Outra coisa é o número de pessoas que poderão integrar a Comissão. O Brasil é imenso… Sete pessoas? Sete notáveis, que vão se perder… Não sabem por onde procurar. Não sabem por onde começar. Sete pessoas pra investigar e promover justiça das coisas que aconteceram num período de 40 anos? Não dá, não dá…
Então, que sejam criadas Comissões da Verdade nos Estados e Municípios. Para levar a uma instância superior as questões que forem analisadas. O que não pode é esse grupo tão pequeno investigar 40 anos.
Sem falar na autonomia financeira que essa Comissão deve ter para poder viajar pelo Brasil afora. Ela está atualmente subordinada ao orçamento da Casa Civil, dependendo da ministra Gleisi Hoffman, que não tem um conhecimento nem um comprometimento muito forte com essa causa. Ela é do Paraná, é uma boa moça, muito simpática e competente em algumas coisas, mas não tem afinidade com a causa. Então, como ela é técnica, eu não sei até que ponto ela vai dar condições de dotação orçamentária a essa Comissão. Então, toda a vez que um integrante precisar de uma passagem, que seja, vai ficar dependente. Por exemplo, convoca uma pessoa para depor que mora lá na Ilha do Marajó ou qualquer outro lugar do Brasil. Até sair a passagem, até o Ministério do Planejamento liberar, vai tempo… O processo de liberação em Brasília não é rápido, é devagar, é burocrático… E a gente se preocupa muito com isso, porque essas dificuldades podem emperrar um bom trabalho da Comissão da Verdade.
Mais um ponto importante a ser criticado é que os dados ou documentos serão sigilosos, não poderão ser divulgados a terceiros. Ora bolas! Então, para que serve essa Comissão? Esse parágrafo deve ser substituído por outro que garanta amplo conhecimento pela sociedade dos fatos que motivaram as grandes violações.

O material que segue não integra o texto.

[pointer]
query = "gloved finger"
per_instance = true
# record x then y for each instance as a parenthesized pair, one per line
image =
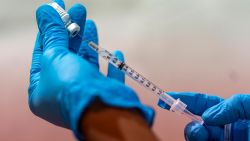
(77, 14)
(90, 34)
(51, 27)
(235, 108)
(196, 103)
(36, 64)
(60, 3)
(197, 132)
(115, 73)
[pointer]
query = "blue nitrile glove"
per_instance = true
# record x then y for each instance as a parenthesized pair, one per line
(215, 112)
(62, 83)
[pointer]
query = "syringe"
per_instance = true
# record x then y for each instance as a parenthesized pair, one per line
(175, 105)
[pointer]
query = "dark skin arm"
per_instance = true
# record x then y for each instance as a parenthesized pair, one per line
(104, 123)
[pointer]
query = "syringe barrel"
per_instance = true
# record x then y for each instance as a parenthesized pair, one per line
(176, 106)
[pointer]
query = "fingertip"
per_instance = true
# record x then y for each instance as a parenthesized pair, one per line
(194, 131)
(78, 12)
(60, 3)
(119, 55)
(90, 31)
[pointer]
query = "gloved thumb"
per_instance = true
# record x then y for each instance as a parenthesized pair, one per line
(235, 108)
(52, 29)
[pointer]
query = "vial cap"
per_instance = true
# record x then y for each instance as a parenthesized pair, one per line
(73, 29)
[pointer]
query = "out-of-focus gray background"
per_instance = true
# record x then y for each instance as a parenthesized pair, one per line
(195, 45)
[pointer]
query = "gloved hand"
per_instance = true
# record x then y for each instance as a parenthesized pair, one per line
(216, 112)
(62, 83)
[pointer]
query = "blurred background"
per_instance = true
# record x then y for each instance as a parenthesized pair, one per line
(195, 45)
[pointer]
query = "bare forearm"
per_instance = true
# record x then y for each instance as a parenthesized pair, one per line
(101, 122)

Não tenho dúvida que mais uma vez querem esconder as coisas. Jogar para debaixo do tapete. Porque se a Comissão deve ser justamente para que a população que não tem conhecimento passe a ter sobre o que aconteceu, então deve ser dada ampla divulgação a tudo o que for tratado.
Ana Helena Tavares – QTMD?: Já há candidatos às sete vagas para integrar a Comissão. Como você acha que deve ser essa seleção?

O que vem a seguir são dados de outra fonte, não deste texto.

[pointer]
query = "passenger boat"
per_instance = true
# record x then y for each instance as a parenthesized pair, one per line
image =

Aluízio Palmar: Os nomes quem escolhe é o Executivo, né… É de cima para baixo. Nós defendemos que a seleção dos membros deve ser precedida de consulta aos órgãos que defendem os direitos humanos, órgãos da sociedade civil ligados aos perseguidos e desaparecidos políticos, ao grupo “Tortura nunca mais”. Que haja uma consulta prévia. Para que a escolha do Poder Executivo contemple os familiares dos desaparecidos políticos, que hoje são os principais personagens de tudo isso.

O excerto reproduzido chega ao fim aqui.